Dangerous Games: The Uses and Abuses of History (Margaret MacMillan, 2009) is adapted from a series of lectures the author gave at a Canadian university. Because of its origin, it's a short book that doesn't go into tremendous, footnoted detail on any of its examples. On the other hand, it's a quick, accessible overview of an important subject.
Basically, MacMillan's thesis is that history is very useful for us in the present, but only if we're willing to view it both broadly and realistically. We get in trouble with nationalistic histories designed to show how brave and just and chosen by God our nation is, or with cherry-picking our historical analogies (Chamberlain at Munich being a popular choice with which to smear one's opponents).

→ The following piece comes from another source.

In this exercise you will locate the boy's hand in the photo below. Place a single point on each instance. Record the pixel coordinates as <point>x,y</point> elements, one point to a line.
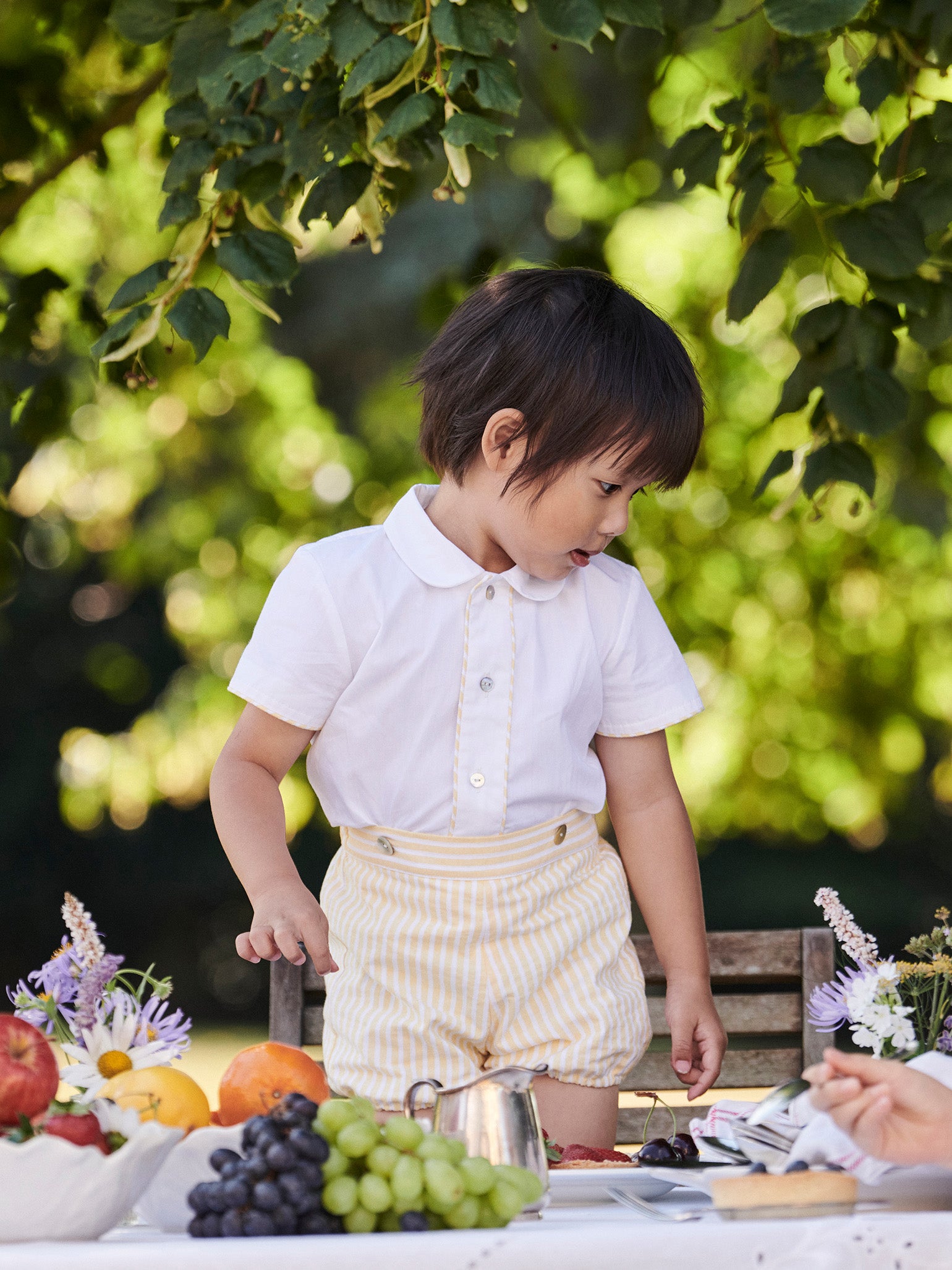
<point>283,918</point>
<point>890,1110</point>
<point>699,1039</point>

All that, on the face of it, seems too obvious to bother with. But that doesn't keep us from making the same mistakes again and again. I know that the more I learn about the past, the less surprised I am to learn that the assumptions I walked in with are false. This applies to everything from the relatively trivial (clan tartans in Scotland were the product of 19th century marketing rather than ancient tradition, the Duke of Wellington never said that the Battle of Waterloo was won on the playing-fields of Eton) to the deadly serious--just from MacMillan's book I learned that everything I'd always heard and assumed to be true about WWII being caused in large part by the punitive reparations placed on Germany after WWI isn't quite as straightforward as that, and that a lot of the Soviet rhetoric of the Cold War was just a cloak for the same Russian nationalism and strategic self-interest that existed before the Communist takeover.
It's a good book, and one that questions the assumptions of all sides of the political spectrum.